11 entry daha
  • okuduktan sonra anladım ki bu kitap çok kıymetli bir kitap. bu yapıtı başta coğrafya öğretmenleri olmak üzere; coğrafya, ziraat veya botanik gibi bölümleri okuyan tüm öğrenciler, amatör veya profesyonel düzeyde bitkilerle ilgilenen herkes okumalı. ben coğrafya öğretmenliği okurken fakültede ders hocamız kendi tezini okutmakla yetinmişti. ben olsam yan kaynak olarak bu kitabı da mutlaka tüm öğrencilere edindirirdim. hem bu ihmal hem de kendimden kaynaklı nedenler dolayısıyla bu kitabı mezun olduktan on sene sonra okuyabildim.

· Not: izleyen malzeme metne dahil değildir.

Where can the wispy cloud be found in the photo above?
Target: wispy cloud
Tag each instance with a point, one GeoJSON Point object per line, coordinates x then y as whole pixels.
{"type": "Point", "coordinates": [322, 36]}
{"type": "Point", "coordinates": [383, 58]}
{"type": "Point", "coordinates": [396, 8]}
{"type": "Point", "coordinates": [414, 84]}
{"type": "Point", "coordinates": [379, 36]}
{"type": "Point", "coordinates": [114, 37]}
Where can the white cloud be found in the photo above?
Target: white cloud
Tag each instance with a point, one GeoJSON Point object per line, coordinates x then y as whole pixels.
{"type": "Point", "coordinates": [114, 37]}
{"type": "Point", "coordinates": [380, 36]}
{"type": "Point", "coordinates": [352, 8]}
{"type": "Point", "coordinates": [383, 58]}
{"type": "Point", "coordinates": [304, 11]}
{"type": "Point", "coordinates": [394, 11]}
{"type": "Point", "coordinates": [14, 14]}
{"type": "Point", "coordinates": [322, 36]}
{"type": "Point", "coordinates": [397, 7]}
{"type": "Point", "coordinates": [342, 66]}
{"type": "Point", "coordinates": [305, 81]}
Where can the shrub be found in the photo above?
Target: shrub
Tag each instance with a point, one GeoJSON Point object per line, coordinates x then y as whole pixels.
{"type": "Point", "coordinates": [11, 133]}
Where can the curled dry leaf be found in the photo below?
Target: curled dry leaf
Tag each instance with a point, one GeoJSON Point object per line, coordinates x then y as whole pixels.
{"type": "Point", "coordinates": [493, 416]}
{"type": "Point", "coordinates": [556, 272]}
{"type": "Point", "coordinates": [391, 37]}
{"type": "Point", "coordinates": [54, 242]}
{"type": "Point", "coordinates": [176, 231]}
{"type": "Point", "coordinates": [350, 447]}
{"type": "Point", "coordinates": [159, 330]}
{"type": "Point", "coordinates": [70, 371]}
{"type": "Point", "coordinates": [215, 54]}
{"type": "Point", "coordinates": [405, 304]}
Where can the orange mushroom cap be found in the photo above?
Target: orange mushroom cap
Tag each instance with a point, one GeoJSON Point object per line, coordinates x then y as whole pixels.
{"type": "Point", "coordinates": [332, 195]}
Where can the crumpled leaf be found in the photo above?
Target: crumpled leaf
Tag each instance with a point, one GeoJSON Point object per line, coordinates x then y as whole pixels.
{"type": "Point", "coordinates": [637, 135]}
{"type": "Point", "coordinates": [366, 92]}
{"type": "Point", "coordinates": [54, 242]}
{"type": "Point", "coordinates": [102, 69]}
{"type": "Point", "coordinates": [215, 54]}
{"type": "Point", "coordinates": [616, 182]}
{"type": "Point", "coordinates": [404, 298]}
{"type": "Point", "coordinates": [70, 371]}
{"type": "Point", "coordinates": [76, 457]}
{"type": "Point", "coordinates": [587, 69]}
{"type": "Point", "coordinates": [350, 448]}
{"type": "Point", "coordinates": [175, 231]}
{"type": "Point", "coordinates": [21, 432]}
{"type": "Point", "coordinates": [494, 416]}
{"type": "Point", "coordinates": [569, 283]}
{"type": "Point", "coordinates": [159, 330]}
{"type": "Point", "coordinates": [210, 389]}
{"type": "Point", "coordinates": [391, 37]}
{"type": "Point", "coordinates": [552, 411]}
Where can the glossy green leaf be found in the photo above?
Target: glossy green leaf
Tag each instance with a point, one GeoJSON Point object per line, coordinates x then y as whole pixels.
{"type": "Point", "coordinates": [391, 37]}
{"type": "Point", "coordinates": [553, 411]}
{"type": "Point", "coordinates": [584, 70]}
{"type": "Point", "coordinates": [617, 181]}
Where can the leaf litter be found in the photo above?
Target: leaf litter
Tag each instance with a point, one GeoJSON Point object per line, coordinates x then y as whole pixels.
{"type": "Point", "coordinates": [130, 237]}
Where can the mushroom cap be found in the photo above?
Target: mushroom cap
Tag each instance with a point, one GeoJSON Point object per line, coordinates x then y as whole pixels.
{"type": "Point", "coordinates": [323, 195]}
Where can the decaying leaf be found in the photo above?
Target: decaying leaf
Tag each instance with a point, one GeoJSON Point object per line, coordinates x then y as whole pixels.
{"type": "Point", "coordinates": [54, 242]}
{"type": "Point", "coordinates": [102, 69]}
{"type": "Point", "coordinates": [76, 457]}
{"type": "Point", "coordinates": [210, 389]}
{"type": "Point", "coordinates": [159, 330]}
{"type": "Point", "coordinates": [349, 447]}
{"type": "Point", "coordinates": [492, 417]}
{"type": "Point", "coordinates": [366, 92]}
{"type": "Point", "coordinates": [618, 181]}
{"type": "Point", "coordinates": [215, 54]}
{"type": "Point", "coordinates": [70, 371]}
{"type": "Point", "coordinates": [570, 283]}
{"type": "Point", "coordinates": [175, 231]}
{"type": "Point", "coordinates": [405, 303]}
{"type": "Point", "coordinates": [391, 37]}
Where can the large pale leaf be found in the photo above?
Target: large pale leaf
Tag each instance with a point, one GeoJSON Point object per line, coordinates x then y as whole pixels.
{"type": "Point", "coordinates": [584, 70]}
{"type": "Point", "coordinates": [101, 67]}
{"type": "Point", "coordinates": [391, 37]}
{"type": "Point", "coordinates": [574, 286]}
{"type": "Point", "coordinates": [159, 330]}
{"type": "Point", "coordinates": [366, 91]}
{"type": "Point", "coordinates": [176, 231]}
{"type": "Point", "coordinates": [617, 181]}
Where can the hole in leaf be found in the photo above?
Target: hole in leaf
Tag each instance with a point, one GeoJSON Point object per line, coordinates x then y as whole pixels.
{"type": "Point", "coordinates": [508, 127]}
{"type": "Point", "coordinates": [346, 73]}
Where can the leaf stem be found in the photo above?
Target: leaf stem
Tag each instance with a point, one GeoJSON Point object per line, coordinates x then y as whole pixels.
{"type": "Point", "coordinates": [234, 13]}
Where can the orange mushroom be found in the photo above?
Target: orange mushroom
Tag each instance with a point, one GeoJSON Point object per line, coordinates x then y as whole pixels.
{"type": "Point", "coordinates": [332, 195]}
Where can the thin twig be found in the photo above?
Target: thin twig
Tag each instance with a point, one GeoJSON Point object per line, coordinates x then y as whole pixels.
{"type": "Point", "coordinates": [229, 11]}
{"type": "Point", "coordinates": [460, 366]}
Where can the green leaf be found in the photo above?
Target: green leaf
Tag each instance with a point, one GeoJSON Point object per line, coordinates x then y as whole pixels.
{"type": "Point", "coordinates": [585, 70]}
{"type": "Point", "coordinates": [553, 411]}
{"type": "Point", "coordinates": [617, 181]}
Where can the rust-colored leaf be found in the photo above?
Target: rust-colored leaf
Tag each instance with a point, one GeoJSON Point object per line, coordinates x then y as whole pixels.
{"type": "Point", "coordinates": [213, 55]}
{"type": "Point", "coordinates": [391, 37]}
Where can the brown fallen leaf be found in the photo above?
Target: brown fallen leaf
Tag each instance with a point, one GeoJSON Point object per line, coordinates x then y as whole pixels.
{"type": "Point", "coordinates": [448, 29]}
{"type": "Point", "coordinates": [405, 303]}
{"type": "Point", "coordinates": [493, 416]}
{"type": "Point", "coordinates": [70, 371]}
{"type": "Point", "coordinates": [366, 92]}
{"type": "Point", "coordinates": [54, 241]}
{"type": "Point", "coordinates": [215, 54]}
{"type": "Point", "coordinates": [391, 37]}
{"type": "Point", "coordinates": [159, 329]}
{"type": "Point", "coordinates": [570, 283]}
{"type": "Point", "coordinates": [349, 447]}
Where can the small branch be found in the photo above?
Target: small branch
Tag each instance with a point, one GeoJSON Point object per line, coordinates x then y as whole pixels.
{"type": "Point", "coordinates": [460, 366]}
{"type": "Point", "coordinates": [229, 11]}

    kitap adından da anlaşılacağı gibi yazar hikmet birand'ın dikmen sırtlarında tek başına bekleyen bir alıç ağacı ile sohbetlerini içeriyor. yazar gerek mevsim döngüsünü takip ederek gerek kendi yurt gezilerinin ardından alıç ağacının dibine varıyor ve koyu bir sohbet başlıyor. bitkilerin karalarda ve sularda yayılışı, tohumun ve çiçeği serüveni, bitkilerin göçleri ve toprağın yapısı gibi geçmişi içeren başlıklarda yazar soruyor alıç ağacı uzun uzadıya anlatıyor. anadolu'nun geçmişten o zaman orman örtüsü, karasal iklimde yayılan bozkır desenleri yani total anadolu'nun bitki örtüsü gibi şimdiyi ilgilendiren bahislerde alıç ağacı soruyor, yazar anlatıyor. karşılıklı bu hasbihalden tadına doyum olmayan bir anadolu panoraması çıkıyor. hem genel bitki fizyonomisini hem de bunların anadolu'daki dağılışını kavramak için müthiş bir kaynak.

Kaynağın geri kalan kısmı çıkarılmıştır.